Hardware
/ Adam Richardson

3Dlabs Gives DirectX 7 Geometry Acceleration Its First Public Demo

3Dlabs ran the first public demo of DirectX 7 hardware geometry and lighting on its Oxygen GVX1, claiming up to three times faster geometry-heavy performance.

3Dlabs has run the first public demonstration of hardware geometry and lighting acceleration under Microsoft’s newly enhanced DirectX 7 API. The demo ran on the company’s Oxygen GVX1, an AGP card that handles both geometry and rasterization acceleration on a single board, and featured a highly detailed flight simulator written by game developer Simis. The claim: applications heavy on geometry run up to three times faster thanks to the added polygon throughput.

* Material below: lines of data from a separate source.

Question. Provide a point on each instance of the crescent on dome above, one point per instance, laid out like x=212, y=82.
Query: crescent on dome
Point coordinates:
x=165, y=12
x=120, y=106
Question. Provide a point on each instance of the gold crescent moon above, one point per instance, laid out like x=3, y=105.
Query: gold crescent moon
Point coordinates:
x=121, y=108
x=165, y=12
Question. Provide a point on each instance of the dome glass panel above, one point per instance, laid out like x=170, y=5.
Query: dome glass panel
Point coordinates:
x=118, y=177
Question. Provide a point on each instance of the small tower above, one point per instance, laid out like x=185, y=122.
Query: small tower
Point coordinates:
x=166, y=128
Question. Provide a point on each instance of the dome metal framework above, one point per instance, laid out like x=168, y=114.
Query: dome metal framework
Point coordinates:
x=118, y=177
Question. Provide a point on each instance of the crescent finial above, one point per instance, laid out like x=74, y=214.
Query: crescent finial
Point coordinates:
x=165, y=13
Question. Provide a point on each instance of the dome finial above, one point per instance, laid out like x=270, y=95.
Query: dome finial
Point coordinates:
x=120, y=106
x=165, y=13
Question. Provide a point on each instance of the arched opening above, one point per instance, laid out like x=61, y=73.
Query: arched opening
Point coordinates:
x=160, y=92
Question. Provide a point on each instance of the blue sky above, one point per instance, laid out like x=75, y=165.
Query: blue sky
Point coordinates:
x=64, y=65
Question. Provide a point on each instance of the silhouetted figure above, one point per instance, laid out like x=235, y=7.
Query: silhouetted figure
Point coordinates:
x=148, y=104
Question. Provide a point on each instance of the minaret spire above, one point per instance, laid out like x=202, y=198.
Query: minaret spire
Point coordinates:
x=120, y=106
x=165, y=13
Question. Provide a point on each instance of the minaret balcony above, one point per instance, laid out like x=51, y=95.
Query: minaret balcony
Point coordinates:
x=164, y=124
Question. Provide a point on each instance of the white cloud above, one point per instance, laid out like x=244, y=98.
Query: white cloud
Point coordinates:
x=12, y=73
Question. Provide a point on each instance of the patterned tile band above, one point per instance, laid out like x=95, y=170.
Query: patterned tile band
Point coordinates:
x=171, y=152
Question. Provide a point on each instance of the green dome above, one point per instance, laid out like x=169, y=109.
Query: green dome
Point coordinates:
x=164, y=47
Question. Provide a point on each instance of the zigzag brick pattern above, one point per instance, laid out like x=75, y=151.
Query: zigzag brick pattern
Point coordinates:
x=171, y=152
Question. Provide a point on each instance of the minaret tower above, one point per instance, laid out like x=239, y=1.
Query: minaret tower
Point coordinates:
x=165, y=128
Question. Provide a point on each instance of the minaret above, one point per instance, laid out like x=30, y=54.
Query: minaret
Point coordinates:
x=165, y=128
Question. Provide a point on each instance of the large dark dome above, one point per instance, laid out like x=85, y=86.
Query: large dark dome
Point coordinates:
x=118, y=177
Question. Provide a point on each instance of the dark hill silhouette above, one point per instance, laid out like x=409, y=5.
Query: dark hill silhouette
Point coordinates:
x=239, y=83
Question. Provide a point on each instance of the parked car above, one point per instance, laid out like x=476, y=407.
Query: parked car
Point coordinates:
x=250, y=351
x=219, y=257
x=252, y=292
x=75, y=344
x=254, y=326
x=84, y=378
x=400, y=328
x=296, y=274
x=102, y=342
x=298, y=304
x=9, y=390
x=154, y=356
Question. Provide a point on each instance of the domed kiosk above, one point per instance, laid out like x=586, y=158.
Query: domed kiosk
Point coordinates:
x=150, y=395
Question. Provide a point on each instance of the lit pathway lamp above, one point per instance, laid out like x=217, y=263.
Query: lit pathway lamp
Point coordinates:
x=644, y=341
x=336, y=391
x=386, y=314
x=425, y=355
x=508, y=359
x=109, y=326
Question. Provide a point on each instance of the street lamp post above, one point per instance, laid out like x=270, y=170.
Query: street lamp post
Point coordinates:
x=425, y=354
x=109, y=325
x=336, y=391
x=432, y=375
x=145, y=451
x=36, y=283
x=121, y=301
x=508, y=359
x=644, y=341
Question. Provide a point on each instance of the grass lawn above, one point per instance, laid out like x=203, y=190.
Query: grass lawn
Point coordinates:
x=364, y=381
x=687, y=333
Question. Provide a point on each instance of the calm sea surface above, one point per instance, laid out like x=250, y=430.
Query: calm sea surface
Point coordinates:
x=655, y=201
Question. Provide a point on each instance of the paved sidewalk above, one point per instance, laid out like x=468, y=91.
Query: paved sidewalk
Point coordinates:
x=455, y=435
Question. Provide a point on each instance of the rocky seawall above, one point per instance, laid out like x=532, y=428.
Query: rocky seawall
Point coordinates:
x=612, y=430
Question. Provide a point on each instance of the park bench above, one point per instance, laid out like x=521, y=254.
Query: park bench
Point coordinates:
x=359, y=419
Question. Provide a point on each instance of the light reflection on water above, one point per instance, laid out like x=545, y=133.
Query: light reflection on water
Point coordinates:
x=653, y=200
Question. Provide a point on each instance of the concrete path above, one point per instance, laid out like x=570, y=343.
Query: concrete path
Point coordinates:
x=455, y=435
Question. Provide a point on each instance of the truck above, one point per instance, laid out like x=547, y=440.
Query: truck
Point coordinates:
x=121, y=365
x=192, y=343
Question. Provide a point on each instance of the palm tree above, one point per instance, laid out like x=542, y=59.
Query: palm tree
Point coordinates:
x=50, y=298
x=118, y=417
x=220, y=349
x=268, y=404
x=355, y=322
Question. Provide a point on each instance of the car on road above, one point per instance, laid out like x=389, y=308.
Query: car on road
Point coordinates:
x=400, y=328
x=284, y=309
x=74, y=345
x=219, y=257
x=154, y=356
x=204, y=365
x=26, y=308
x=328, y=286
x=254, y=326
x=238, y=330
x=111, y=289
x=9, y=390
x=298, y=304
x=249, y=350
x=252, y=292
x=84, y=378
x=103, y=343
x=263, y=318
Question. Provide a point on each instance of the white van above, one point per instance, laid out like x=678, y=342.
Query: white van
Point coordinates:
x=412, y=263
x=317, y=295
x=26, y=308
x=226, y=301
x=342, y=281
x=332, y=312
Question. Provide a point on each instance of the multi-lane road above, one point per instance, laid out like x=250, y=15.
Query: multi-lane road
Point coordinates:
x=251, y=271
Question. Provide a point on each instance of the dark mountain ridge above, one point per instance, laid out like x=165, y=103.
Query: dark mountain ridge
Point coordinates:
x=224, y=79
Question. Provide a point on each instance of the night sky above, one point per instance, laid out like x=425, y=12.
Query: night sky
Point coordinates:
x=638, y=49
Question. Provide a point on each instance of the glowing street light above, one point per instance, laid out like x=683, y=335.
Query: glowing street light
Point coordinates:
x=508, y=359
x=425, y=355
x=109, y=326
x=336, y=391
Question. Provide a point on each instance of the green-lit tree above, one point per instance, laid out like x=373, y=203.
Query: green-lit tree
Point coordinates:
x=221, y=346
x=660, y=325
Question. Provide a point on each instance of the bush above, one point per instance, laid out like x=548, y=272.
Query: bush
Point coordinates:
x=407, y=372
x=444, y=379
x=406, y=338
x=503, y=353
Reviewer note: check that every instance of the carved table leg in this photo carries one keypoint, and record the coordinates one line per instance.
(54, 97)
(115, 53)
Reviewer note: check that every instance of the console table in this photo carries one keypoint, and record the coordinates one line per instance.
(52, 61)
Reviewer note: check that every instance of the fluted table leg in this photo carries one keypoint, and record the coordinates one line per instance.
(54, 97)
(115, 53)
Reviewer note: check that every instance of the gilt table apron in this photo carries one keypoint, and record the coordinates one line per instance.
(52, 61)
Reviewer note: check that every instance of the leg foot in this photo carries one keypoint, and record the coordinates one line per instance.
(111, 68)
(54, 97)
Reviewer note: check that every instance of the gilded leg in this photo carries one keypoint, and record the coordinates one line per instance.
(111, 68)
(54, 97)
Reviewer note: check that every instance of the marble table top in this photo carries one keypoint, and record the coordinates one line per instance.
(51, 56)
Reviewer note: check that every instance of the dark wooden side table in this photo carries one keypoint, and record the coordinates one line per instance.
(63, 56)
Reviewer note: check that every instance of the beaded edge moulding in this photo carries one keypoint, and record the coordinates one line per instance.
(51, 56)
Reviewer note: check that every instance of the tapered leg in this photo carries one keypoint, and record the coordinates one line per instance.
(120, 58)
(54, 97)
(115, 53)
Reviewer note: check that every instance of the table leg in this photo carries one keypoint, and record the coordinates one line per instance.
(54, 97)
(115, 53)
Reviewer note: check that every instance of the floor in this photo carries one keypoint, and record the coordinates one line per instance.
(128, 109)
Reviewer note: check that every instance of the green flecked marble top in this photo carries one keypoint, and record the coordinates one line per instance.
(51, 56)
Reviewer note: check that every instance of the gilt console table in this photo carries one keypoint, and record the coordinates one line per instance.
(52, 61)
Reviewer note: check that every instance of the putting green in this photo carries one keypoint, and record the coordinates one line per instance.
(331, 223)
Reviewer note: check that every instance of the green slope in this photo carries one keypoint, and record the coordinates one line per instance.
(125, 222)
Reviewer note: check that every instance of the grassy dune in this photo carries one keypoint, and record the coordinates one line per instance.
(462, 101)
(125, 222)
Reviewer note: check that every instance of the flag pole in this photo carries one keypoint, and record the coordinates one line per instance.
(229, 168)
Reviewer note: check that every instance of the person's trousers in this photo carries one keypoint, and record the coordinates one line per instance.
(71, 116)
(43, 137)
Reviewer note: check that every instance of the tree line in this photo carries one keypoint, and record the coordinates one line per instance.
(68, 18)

The trick is moving the transformation and lighting math, floating-point work that normally hammers the CPU, onto dedicated hardware on the graphics board. That pushes more polygons than even the fastest processor can manage on its own, and it frees the CPU for the rest of the application. 3Dlabs has shipped OpenGL geometry acceleration on its Oxygen workstation boards for over a year, but DirectX 7 is the first version of Microsoft’s 3D API that lets games and consumer software get at it. Once this reaches cards gamers actually buy, scene complexity is going to jump in a way you will see on screen.